Central venous catheters (CVCs), such as peripherally inserted central catheter (PICC) lines, are long term implants (i.e., several weeks to months) used for central venous access. PICCs are widely used in many applications including: administration of pain medication, antibiotic drug delivery, blood sampling, blood transfusions, chemotherapy, hydration, total parenteral nutrition, hemodialysis, and other long term fluid administration applications. The accurate placement of PICC lines is not trivial and generally requires patient informed consent and placement by a specialized team member, whose sole focus is on PICC line delivery. Placement of the lines can occur in various locations including the operating room, during radiological procedures, at bedside in the clinic, or at home.
Proper placement of the CVC is crucial for the long term safety of the patient as well as efficacy of the catheter. Improper placement can result in arrhythmias, cardiac tamponade (i.e. catheter perforation), catheter dysfunction (e.g. obstruction or breakage), catheter-related sepsis, mechanical phlebitis, or thrombosis. These complications result in added clinical time and cost and, if left unattended, can ultimately lead to patient death. The ideal location for the PICC line tip in the vasculature that will minimize the risk of these complications has been a topic of debate. Several locations such as the right atrium (RA), the cavoatrial junction, and the superior vena cava (SVC) have been recommended; however, the general consensus is that tip placement should occur in the lower one third of the SVC for safe and effective usage.
CVCs, including PICC lines, are traditionally inserted using general medical personnel feel, one or more x-rays of the patient, and potentially also using ultrasound and/or fluoroscopy. Such procedures are not only time intensive, but also cost intensive in connection with the various scans and x-rays, and the longer the duration of the procedure, the more discomfort to the patient. In addition, and should the CVC not be properly placed, any therapy delivered therethrough may not be properly delivered, and the CVC itself could cause complications if improperly advanced into the heart.
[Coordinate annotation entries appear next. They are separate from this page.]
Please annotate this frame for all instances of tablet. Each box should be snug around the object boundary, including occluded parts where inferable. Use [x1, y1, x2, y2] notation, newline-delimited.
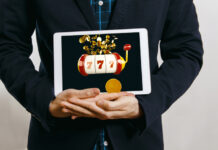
[54, 28, 151, 95]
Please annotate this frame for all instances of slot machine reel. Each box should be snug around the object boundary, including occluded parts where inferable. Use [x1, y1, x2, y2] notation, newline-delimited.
[78, 44, 131, 76]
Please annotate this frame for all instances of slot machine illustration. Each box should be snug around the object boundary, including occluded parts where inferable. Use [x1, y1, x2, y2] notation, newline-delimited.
[78, 44, 131, 76]
[77, 35, 132, 93]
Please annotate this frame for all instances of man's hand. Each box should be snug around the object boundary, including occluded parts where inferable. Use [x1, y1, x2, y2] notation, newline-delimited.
[49, 88, 100, 118]
[65, 93, 142, 120]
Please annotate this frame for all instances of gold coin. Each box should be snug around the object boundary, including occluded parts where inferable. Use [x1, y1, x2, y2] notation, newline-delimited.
[105, 79, 122, 93]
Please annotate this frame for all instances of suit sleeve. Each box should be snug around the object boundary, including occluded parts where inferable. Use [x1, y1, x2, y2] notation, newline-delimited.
[131, 0, 203, 134]
[0, 0, 55, 131]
Although x-ray confirmation is highly recommended for CVC placement, there are certain limitations that can make it unfeasible and/or unreliable. In many situations, such as home-care, seriously-ill, or emergency care situations, fluoroscopic guidance may not even be possible. When fluoroscopy or x-ray is possible, there are certain patients (like the morbidly obese or patients with spinal implants) in which visualization of the heart and vasculature can be difficult and make CVC placement challenging. In addition, x-ray guidance is inaccurate because it relies on interpretation of a two-dimensional projection of a three-dimensional object (the heart and vasculature and the soft nature of the tissue). Among Radiologists, discrepancies in the interpreted location of catheter tip position for AP chest x-ray images has been shown to occur in 40% of the cases. Thus, several studies have attempted to help clinicians locate the correct spot for the CVC tip by correlating x-ray landmarks (e.g., the carina to cavoatrial distance) with more precise computed tomography (CT) or magnetic resonance imaging (MRI) images. However, these approaches demonstrated patient variability in the landmarks (i.e., almost a 3 cm patient to patient range in landmarks), and hence, have not been widely utilized in clinical practice.
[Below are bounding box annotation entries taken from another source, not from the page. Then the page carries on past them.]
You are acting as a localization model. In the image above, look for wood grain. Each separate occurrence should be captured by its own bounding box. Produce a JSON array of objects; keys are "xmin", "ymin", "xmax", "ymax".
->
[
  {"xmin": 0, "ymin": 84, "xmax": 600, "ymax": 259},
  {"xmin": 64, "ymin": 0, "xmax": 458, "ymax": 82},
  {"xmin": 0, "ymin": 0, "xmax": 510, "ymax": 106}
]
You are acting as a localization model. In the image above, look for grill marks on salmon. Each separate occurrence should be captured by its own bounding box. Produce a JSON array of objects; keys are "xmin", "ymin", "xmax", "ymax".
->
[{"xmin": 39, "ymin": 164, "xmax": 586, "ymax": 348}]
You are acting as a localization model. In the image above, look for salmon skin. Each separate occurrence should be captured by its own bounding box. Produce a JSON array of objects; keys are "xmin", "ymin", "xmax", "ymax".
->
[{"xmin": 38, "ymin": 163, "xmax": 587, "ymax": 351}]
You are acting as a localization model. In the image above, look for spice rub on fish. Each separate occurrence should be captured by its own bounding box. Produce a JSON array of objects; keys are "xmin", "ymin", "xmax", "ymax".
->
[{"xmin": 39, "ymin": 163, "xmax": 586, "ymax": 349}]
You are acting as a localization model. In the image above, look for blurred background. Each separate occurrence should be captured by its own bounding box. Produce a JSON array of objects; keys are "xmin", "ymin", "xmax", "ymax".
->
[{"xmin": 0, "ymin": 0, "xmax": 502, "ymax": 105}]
Based on the inherent limitations of fluoroscopy and the FDA's desire to develop new methods to reduce the amount of radiation exposure for both the patient and the clinician, efforts have been made to develop new PICC line guidance technologies. These new methods have included the use of monitoring changes in electrocardiographic waveforms and/or Doppler flow patterns as well as echocardiography and stylet-aided magnetic guidance. All of these existing technologies have inherent limitations because they attempt to find anatomical positions based on physiological measurements (ECG, flow measurements, etc.). There is a need for an anatomically-based, non-fluoroscopic method for accurate PICC line delivery that will require little training, be cost effective, portable, and reliable across various patient populations.
Devices and methods of positioning PICC lines and other CVCs accurately and with less time and cost would be well received by medical personnel, such as, for example, a novel conductance guidewire (CGW) system that provides real-time, simple feedback to the clinician for accurate PICC line placement without the assistance of x-ray guidance.